Beyond building customer risk profiles, AML compliance requires the analysis of unstructured data as part of transaction monitoring, PEP screening, sanctions screening and adverse media monitoring processes. In order to properly assess the risk those customers present, firms must attempt to use that data to understand their social, professional and political lives, examining a range of external sources, including media and public archives, social networks and other relevant datasets.
AI systems help firms manage and analyze that unstructured data in a way that enhances AML compliance. In practice, that means running AI-assisted customer name searches against vast amounts of external data and finding matches, patterns and connections that would be missed by other types of conventional analysis. Once the data is collected and analyzed, AI can help firms prioritize and categorize information to aid risk management.
Suspicious Activity Reporting:
Artificial intelligence can aid suspicious activity reporting (SAR) by not only generating reports automatically but automatically filling them out with relevant information. Prior to their submission to the authorities, SARs often go through an internal reporting process with contributions from numerous AML employees and senior management. The internal process may even require the submission of data from different parts of the world and in different languages.
AI technology can be used to make the SAR process easier: algorithms can pre-populate automated reports with relevant data and present that data with accessible, standardized language and terminology in order to minimize bureaucratic friction and ensure consistency for every contributor. By standardizing language and terminology, and so increasing the narrative focus on regulation, AI can not only increase the speed and efficiency of a firm’s AML reporting, but also its impact in subsequent investigations by authorities.
The principal advantage of technological automation within an AML system is to add speed and efficiency to otherwise complex and time-consuming compliance procedures. However, one of the major obstacles to compliance efficiency, even in an era when technology allows firms to perform AML with greater speed, is the level of noise, or false positives, that result from incomplete or inadequate data and the over-sensitivity of AML measures.
In practice, thanks to false positives, only a fraction of AML alerts progress to become full SARs: a rate that implies a high degree of wasted time, money and resources. With that in mind, AI and ML systems promise a significant transformative effect to the level of noise generated during the AML process: AI can help firms generate much richer insight into customers and transaction patterns, allowing them to eliminate incorrect and irrelevant alerts that make the compliance process so costly for firms and onerous for customers. Practically, those applications include:
- Semantic analysis of alerts to identify those created by redundant data.

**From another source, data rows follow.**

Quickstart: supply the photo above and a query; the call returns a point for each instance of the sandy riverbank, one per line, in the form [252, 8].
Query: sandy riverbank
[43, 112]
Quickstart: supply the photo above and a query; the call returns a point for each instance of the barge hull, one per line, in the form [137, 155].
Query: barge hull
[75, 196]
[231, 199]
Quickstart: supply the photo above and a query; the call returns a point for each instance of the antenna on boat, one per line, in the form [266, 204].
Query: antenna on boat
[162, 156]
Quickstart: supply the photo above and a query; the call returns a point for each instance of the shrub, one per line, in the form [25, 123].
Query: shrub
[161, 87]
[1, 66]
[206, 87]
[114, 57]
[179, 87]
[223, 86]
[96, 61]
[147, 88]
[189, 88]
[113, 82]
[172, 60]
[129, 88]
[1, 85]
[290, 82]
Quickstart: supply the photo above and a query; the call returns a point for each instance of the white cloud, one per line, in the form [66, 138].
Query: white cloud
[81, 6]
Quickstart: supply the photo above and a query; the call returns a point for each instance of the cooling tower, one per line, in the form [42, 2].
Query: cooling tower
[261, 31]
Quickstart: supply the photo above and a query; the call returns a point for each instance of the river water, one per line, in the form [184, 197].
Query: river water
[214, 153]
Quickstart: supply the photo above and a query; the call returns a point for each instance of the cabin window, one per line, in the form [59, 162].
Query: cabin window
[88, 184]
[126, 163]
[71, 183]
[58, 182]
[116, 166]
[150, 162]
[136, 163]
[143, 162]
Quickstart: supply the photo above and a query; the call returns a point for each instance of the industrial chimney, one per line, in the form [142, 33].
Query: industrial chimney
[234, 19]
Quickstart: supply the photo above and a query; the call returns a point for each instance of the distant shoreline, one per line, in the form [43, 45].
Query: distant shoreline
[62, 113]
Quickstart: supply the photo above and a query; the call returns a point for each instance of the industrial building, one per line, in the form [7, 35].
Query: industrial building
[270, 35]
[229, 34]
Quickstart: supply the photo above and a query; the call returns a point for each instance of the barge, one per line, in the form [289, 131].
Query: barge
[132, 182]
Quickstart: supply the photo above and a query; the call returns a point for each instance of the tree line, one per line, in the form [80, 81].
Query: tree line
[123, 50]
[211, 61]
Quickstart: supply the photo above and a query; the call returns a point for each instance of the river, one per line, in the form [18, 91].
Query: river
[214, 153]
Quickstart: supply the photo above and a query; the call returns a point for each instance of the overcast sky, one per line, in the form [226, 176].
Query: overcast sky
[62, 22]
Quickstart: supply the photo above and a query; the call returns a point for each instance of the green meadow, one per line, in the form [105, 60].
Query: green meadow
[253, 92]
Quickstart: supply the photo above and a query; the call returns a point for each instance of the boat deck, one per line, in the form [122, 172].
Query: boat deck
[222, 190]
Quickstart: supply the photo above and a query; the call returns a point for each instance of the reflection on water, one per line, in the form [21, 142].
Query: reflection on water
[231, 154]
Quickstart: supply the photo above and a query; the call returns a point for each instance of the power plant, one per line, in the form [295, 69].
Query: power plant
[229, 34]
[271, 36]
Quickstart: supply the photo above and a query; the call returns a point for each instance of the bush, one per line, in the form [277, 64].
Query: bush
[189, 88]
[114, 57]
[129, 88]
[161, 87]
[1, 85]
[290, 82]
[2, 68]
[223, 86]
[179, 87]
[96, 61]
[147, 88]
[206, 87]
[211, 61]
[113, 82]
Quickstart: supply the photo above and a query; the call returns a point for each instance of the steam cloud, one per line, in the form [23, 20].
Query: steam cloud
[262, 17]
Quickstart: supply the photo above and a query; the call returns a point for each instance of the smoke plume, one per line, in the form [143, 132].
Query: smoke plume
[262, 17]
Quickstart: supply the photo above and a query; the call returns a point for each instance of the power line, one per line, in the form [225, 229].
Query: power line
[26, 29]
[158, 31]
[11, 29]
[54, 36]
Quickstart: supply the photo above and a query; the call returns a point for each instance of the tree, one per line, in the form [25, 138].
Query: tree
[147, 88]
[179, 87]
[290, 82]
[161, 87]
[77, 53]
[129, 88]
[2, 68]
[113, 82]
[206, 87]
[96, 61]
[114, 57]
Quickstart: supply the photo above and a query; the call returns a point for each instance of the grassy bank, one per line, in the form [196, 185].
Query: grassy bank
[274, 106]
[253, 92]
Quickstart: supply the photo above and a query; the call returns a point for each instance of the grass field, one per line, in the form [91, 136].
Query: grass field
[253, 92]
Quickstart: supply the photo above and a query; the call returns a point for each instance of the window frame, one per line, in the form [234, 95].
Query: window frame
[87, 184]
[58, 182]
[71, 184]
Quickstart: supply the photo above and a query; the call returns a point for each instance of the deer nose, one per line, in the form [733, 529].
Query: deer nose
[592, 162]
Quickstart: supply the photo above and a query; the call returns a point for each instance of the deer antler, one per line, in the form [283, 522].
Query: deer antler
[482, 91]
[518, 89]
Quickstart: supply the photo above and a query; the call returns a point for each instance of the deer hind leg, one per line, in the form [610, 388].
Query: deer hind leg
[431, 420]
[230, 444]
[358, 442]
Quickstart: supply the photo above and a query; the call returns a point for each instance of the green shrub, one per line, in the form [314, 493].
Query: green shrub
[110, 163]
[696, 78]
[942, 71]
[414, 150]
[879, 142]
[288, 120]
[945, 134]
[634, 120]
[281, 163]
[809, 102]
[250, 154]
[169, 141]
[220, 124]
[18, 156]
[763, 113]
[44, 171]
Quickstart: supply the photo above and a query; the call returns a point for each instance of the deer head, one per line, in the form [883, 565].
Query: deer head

- Statistical analysis of high-risk customers and transactions to distinguish true positives from false positives.
- Intuitive screening during sanctions, PEP and adverse media checks to eliminate mistakes and false positives generated by regional naming conventions.
- Prioritization of higher risk customers during the transaction monitoring process.

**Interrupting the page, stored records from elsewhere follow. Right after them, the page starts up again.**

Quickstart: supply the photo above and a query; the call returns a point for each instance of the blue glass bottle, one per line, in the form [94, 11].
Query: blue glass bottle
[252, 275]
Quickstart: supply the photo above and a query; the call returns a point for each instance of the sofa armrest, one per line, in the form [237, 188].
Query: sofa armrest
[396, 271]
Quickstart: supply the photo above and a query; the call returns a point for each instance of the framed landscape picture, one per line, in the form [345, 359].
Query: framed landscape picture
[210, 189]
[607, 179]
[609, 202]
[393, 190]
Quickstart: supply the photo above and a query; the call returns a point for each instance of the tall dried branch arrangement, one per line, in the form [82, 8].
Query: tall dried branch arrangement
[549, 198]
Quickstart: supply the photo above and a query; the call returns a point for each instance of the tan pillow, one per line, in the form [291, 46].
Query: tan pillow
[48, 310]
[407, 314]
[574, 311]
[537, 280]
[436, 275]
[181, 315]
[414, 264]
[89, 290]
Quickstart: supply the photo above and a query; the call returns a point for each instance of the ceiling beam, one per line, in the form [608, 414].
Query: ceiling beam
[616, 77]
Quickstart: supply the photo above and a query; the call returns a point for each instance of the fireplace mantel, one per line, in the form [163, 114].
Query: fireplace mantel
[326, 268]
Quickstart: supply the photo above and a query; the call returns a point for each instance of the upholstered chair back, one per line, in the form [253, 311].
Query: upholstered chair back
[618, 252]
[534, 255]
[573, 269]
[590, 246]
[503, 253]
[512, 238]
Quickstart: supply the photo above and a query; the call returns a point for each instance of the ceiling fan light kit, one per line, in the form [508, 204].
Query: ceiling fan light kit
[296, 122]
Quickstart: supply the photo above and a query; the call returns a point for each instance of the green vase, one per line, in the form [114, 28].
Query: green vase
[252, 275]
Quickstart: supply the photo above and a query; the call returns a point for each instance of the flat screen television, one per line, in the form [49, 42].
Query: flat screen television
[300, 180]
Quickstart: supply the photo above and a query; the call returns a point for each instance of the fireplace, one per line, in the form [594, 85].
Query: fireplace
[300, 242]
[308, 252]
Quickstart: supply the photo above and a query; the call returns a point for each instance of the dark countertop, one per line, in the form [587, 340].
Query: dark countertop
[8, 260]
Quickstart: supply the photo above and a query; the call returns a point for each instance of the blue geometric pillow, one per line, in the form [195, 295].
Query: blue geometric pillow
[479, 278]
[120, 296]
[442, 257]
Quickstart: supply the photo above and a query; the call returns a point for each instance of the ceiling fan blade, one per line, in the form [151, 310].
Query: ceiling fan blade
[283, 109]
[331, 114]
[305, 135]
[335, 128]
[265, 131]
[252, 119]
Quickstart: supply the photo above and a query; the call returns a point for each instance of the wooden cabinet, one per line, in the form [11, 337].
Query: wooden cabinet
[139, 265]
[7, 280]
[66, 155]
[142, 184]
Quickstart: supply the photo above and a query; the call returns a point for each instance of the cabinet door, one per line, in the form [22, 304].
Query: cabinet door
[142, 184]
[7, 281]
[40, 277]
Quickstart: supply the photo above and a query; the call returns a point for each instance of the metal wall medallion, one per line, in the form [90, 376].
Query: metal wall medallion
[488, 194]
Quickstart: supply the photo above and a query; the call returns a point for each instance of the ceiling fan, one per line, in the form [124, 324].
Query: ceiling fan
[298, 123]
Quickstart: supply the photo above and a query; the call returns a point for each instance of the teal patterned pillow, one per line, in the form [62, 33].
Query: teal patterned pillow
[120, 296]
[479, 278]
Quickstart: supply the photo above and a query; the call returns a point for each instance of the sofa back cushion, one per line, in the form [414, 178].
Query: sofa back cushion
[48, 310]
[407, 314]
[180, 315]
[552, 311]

It’s worth bearing in mind that the strengthening relationship between AI and financial crime compliance will not eliminate the need for human AML teams or the development of risk-based AML programs specific to their environments. By reducing noise, AI and machine learning tools allow AML employees to better prioritize and address the most urgent money laundering alerts with the benefit of human experience and expertise and, in doing so, more effectively contribute to the fight against financial crime.